SHSU proposed College of Medicine moves forward in accreditation process
Sam Houston State University has reached a key milestone in the mission to support the state’s rural healthcare needs.
On Tuesday, Aug. 14, the Texas Higher Education Coordinating Board approved SHSU’s doctorate in osteopathic medicine, bringing the university one step closer to helping millions living in rural and underserved areas of East Texas.
“After approximately four years of researching, analyzing and planning, this endorsement represents a major leap forward in helping to train doctors who will predominately practice in rural, underserved areas,” said SHSU President Dana Hoyt.
“Sam Houston is one of the best-suited universities to address our state’s rural healthcare crisis.”
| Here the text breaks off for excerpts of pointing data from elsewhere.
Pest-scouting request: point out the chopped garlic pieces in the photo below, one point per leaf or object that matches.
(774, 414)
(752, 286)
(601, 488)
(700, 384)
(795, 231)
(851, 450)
With the green light given by the THECB, the proposal will now go before the Commission on Osteopathic College Accreditation (COCA) to be evaluated for the next step in the accreditation process.
With a ratio of one primary care physician for every 4,510 people, East Texans understand the impact of this critical shortage all too well and have voiced their endorsement of the proposed college. More than 20 state legislators and thousands of residents of East Texas expressed support for the university’s program.
Unlike other medical schools in the state, Sam Houston’s proposal requires no new state funding and will bring approximately $68 to $93 million annually in new federal funds to Texas.
The proposed College of Osteopathic Medicine will collaborate with hospitals in rural East Texas counties to establish residency-training programs that will benefit the people living in those areas. To date, the proposed college has confirmed 20 affiliation agreements with 26 hospitals.
According to the site visit team, comprised of esteemed medical education professionals, who reviewed the proposal, “The proposed school has the potential to set new standards for addressing health care shortages among a patient population that is both rural and underserved and to define through research the relation of social determinants of health to optimal delivery systems.”
“I am humbled at the outpouring of support received from numerous state legislators, community leaders, medical associations, healthcare providers and thousands of Texans. Their confidence in our ability to deliver on our mission is inspiring,” Hoyt said.
SHSU’s history of contributing to the well-being of the state, started over 139 years ago, when the university was established to respond to the need for trained teachers.
At the time, state leaders recognized that education was key to improving quality of life and the subsequent prosperity of Texas. Today, the university is responding to another critical workforce demand, where education, again, is key to elevating the quality of life for millions for our citizens.